Long Term Capital Gains Tax India
When you file the income tax form at the end of the year, there is one section known as “Income from Capital Gains”. So What is it? Let us understand capital gains tax in India better.
What is Capital Gain?
Capital gain (or loss) is a profit (or loss) made while selling a capital asset.

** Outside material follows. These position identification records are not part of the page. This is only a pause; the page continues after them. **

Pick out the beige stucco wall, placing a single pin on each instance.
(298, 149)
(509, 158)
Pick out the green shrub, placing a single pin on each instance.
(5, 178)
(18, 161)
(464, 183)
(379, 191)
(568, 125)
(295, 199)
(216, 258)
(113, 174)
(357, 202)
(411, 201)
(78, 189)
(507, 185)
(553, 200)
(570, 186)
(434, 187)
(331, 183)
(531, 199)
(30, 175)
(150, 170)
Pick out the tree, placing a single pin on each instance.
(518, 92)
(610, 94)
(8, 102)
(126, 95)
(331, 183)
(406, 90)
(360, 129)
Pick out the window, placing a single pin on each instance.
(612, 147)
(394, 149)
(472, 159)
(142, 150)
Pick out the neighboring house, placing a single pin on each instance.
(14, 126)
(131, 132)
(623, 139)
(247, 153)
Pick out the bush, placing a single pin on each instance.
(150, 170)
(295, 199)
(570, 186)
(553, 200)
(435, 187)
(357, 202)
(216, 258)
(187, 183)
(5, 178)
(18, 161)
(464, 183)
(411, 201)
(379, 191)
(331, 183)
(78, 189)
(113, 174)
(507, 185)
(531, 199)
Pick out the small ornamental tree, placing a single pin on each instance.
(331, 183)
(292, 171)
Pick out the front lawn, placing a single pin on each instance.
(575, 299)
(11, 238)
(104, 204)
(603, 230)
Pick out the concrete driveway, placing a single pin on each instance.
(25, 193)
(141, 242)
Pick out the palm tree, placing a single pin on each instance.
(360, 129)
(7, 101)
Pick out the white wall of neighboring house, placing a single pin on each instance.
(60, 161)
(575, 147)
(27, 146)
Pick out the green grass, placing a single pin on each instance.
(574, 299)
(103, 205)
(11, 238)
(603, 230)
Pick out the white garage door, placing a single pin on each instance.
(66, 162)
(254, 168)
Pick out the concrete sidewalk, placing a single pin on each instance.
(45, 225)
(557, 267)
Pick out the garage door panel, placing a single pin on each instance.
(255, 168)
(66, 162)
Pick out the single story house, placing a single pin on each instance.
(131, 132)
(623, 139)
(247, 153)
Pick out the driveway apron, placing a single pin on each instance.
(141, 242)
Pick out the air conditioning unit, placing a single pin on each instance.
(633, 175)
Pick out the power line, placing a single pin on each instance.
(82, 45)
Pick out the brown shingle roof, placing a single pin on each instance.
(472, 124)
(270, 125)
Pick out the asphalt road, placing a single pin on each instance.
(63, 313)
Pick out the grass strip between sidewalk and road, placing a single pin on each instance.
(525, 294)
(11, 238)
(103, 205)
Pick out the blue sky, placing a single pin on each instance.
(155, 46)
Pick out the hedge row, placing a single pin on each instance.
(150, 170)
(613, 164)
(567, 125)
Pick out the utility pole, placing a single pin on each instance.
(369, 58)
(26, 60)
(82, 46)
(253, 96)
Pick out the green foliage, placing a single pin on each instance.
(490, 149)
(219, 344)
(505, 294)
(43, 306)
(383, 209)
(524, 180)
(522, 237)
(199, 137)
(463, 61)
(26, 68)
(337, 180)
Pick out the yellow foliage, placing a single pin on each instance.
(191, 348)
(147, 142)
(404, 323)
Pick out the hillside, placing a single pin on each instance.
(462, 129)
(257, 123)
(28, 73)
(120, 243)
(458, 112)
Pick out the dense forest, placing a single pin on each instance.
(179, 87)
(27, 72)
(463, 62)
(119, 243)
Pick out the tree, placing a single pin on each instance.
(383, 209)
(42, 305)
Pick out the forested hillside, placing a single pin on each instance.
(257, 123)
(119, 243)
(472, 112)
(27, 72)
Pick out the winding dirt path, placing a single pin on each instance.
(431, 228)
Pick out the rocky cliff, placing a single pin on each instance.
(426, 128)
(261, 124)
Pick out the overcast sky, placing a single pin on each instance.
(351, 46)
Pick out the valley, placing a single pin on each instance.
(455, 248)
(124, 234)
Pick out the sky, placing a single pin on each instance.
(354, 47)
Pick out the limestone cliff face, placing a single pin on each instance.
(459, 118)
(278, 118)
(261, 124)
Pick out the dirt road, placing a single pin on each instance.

So when you sell any Capital Asset, the profit/loss is known as Capital gain. Say for Example, you have bought 100 shares of Reliance Industries for Rs.1000 per share. So your Total Investment is Rs.1 Lakh right? Now, you sell these shares after 5 years for Rs.1500 per share. So now you have Rs.1.5 lakhs on hand. You have invested Rs.1 lakh before 5 years and now you have Rs.1.5 lakhs. This additional Rs.50,000 is your capital gain by selling your capital asset.
What is Capital Asset?
Capital asset roughly means property – a house, an apartment, office space, factory, go down or a plot of land.
Agricultural land is not considered as a capital asset, unless it is situated within the limits of, or within 8 kilometers of a municipality.
Investments such as shares and bonds are also considered as capital assets.
Capital Gains are of Two Types
01) Long Term Capital Gain (LTCG)
02) Short Term Capital Gain (STCG)
Long Term Capital gains Tax in India
This again divides into two things.
01) Real Estate – House, Apartment, factory, godown, plot of land or any other kind of Real Estate
02) Equity or Equity Related Schemes – Shares, Equity Mutual Funds…etc..
In case of Real Estate,
If the capital asset is held for more than 36 months before selling, the gain arising from the sale is classified as Long Term Capital Gain.
In case of assets other than equity shares or equity MFs, the long term capital gain is taxed at 20%. In other words, 20% of the long term capital gain has to be paid as income tax.
the Reserve Bank of India (RBI) has made our task easy here – for every year (starting in 1980), they have come up with a number. This is called the Cost Inflation Index.
The Cost Inflation Index in itself doesn't convey anything – but the increase in the number from one year to another is a representative of the change in prices (and therefore, inflation) between these years.
The purchase price that needs to be used for calculating the long term capital gains is thus called the Indexed Cost of Acquisition.
Long Term Capital Gain = Sale Price - Indexed Cost of Acquisition
In case of Equity and Equity Mutual Funds,
In case of Equity and Equity mutual funds, if you hold this asset for more than 12 months than this will be considered as the long term capital gains tax.
And in India, right now the long term capital gains tax for equity and equity mutual funds is NIL.
Well, yes. If you hold shares/equity mutual funds for more than 12 months than the long term capital gains tax on these instruments is 100% FREE.